Novel metabolic features in Acinetobacter baylyi ADP1 revealed by a multiomics approach
Metabolomics, 2014
Expansive knowledge of bacterial metabolism has been gained from genome sequencing output, but the high proportion of genes lacking a proper functional annotation in a given genome still impedes the accurate prediction of the metabolism of a cell. To access to a more global view of the functioning of the soil bacterium Acinetobacter baylyi ADP1, we adopted a multi 'omics' approach.
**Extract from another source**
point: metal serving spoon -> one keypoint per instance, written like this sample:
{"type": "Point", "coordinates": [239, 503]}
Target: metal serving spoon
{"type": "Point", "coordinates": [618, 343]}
Application of RNA-seq transcriptomics and LC/MS-based metabolomics, along with the systematic phenotyping of the complete collection of single-gene deletion mutants of A. baylyi ADP1 made possible to interrogate on the metabolic perturbations encountered by the bacterium upon a biotic change. Shifting the sole carbon source from succinate to quinate elicited in the cell not only a specific transcriptional response, necessary to catabolize the new carbon source, but also a major reorganization of the transcription pattern. Here, the expression of more than 12 % of the total number of genes was affected, most of them being of unknown function. These perturbations were ultimately reflected in the metabolome, in which the concentration of about 50 % of the LC/MSdetected metabolites was impacted. And the differential regulation of many genes of unknown function is probably related to the synthesis of the numerous unidentified compounds that were present exclusively in quinate-grown cells. Together, these data suggest that A. baylyi ADP1 metabolism involves unsuspected enzymatic reactions that await discovery.